I had such a good time going up and down the isles of vendors selling cheap costume jewelry, organic hand made beauty products, totally expensive olive oils and infused vinegars (that are totally worth it) and plastic surgeons with breast implants we got to play with. We walked as one group, an amoeba of chatter, blocking walk ways and not caring. At times we paired off, getting stuck at booths or walking ahead and exchanging stories or laughing at the people eating chocolate covered bananas in the most inappropriate manner. We stood in lines for free alcohol samples that Yennifer and I passed on to the non-pregnant people. Afterwards we had lunch and as if we hadn't talked for the last three hours in the expo, we talked some more. It was nice and no one wanted to return to their normal Sunday afternoon.

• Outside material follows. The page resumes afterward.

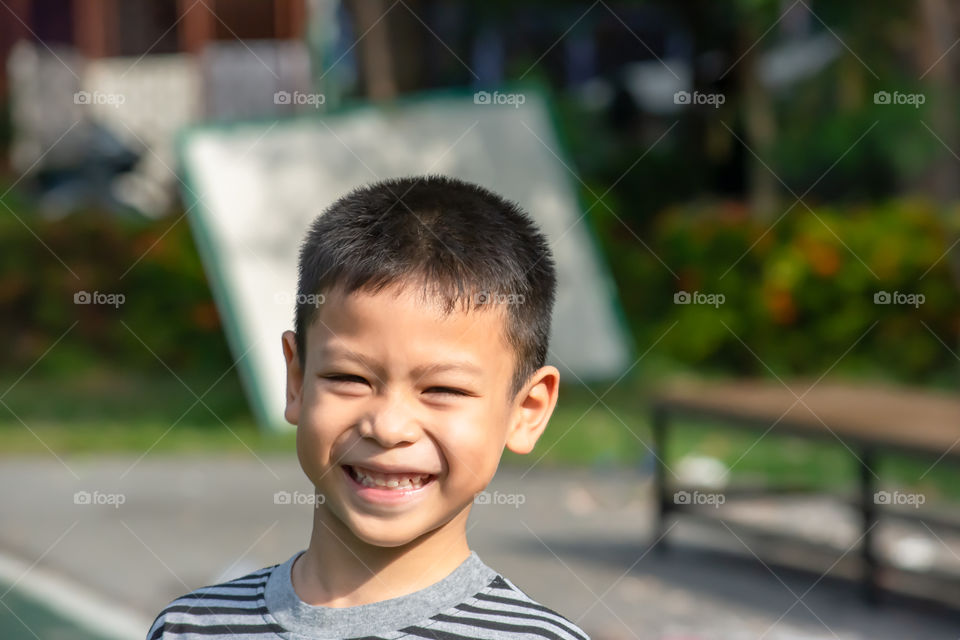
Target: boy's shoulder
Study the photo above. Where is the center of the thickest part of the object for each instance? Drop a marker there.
(235, 607)
(498, 611)
(507, 609)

I sometimes feel all of my 34 years and other times I'm in a time warp of how old I am. Am I 17 years old, snarky, and angry at the world? Am I 28 years old, finally on the cusp of adulthood? Am I 12 and struggling, with, well everything? I wonder if this is how other women feel and do they feel this way all of the time. Does my grandma who is in her 80s forget and think she is 15 years old again, before she met my grandpa (who passed away years ago) and giddy over the attention of her new boyfriend? Does my mom still think she is in her 30s and raising her daughters too? Does the woman selling totally not cheap hair extensions at the expo think she is a 20-something model with her fake, sorry, synthetic hair pieces and clip on diamonds?

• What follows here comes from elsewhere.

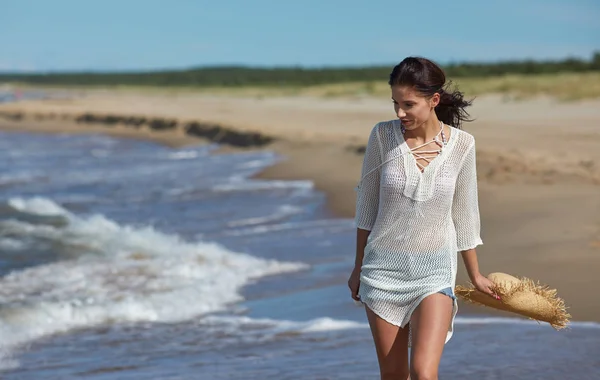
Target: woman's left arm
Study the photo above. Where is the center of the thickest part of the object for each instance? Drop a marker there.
(465, 215)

Honestly, I hope we do. I hope to be confused about my age until I don't know how old I am. It makes me feel young, until those flashes of things that make me feel old (like Cee turning 13!). I know that this past Sunday I felt 22 again. Laughing and enjoying the company of girls who laugh at the same things I laugh at, who laugh at me and laugh with me. I also love that we could quote Steel Magnolias lines for 17 miles.